I find most problems with autoscaling clusters. I could set the cluster size to very high numbers, but the workloads vary a lot and this would be wasteful. I already waste a lot because my autoscale lower bound needs to be high enough to prevent KilledWorker issues while waiting for new workers to come online... so the tail end of the graph where a few tasks are left has very low utilization.

fjetter commented 2 years ago

I attempted to use dump_cluster_state, but hit a timeout error.

These timeouts are not unexpected in such an auto scaling situation. The latest release (2022.01.0) includes a fix to the cluster dump function to not fail in case there are timeouts to individual workers.

https://github.com/dask/distributed/pull/5590

chrisroat commented 2 years ago

I just encountered a new mode, where the dashboard says 3 tasks are processing but the graph in the lower left shows 0 (and the Info page shows no workers with anything in "processing"). I typically have to delete a pod to unstick things, but this time I don't know which pod!

I searched through the logs for "overlap-getitem", since that is the most upstream task prefix that is wedged. In the scheduler, I see 12 lines in succession (always the same key, but several different workers) in the scheduler:

Unexpected worker completed task. Expected: <WorkerState 'tls://10.18.96.2:43711', name: dask-worker-5ed6bca7ff4e4dfdb88a823c2b5e540b-jcxzh, status: running, memory: 809, processing: 205>, Got: <WorkerState 'tls://10.16.244.2:36389', name: dask-worker-5ed6bca7ff4e4dfdb88a823c2b5e540b-trg9s, status: running, memory: 139, processing: 28>, Key: ('overlap-getitem-666998704fa0ead8d1aecce3291ebb76', 1, 2, 18)

I tried deleting the workers mentioned, some of which are still around, but that did not bring back processing of the missing keys.

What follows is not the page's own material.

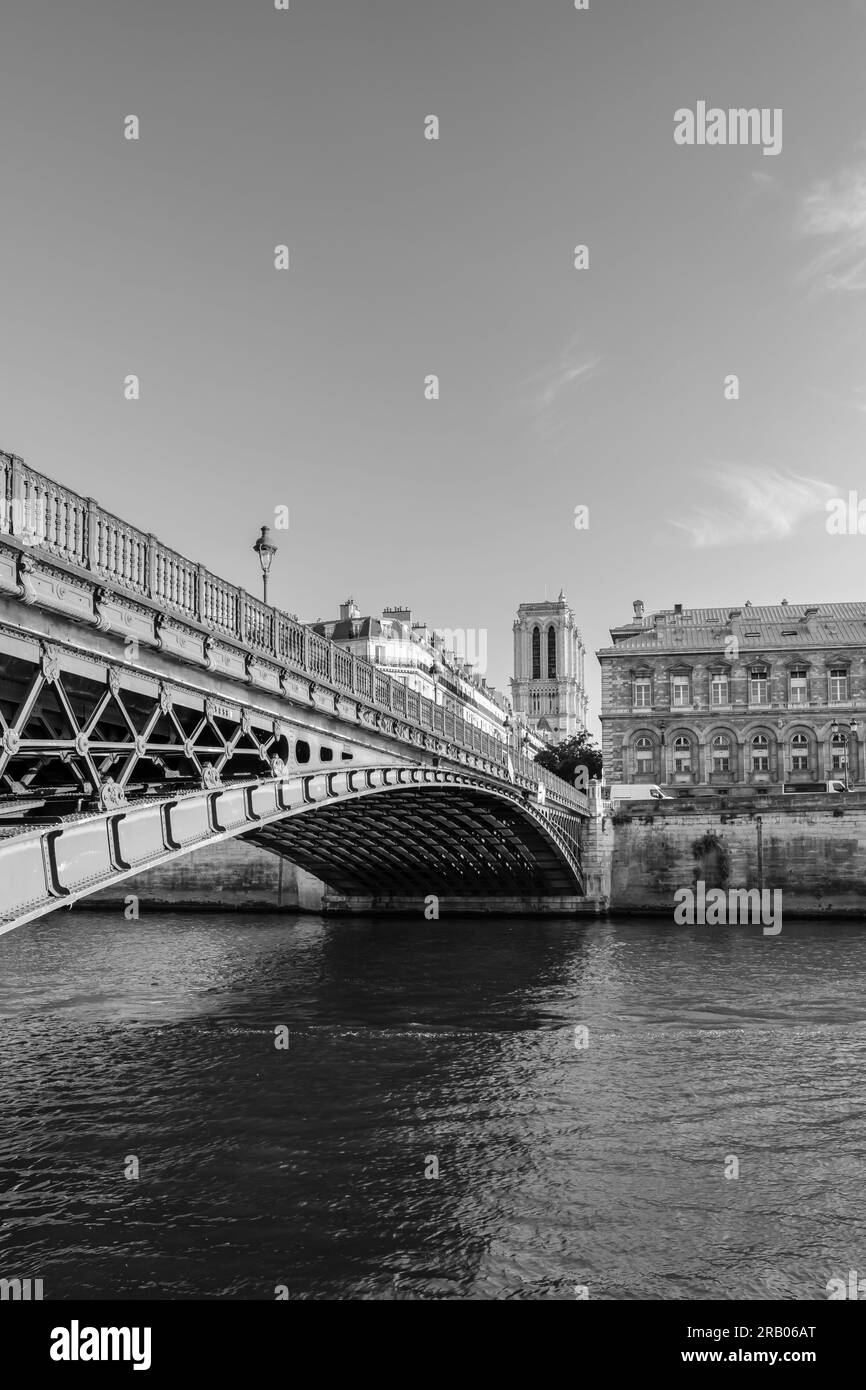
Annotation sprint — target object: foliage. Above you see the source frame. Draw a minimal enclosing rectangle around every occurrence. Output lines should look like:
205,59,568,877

About 25 seconds before those log entries, I see:

distributed.core - INFO - Event loop was unresponsive in Scheduler for 31.66s.  This is often caused by long-running GIL-holding functions or moving large chunks of data. This can cause timeouts and instability

Some 50 minutes later:

File "/opt/conda/lib/python3.8/site-packages/tornado/ioloop.py", line 905, in _run
    return self.callback()
  File "/opt/conda/lib/python3.8/site-packages/distributed/stealing.py", line 477, in balance
    maybe_move_task(
  File "/opt/conda/lib/python3.8/site-packages/distributed/stealing.py", line 378, in maybe_move_task
    self.move_task_request(ts, sat, idl)
  File "/opt/conda/lib/python3.8/site-packages/distributed/stealing.py", line 258, in move_task_request
    self.scheduler.stream_comms[victim.address].send(
KeyError: 'tls://10.18.96.2:43711'

That key is seen in the logs as a worker being retired just a few seconds prior to the "Unexpected worker completed task" messages. The same key is re-registered in the middle of those "Unexpected worker completed task" messages.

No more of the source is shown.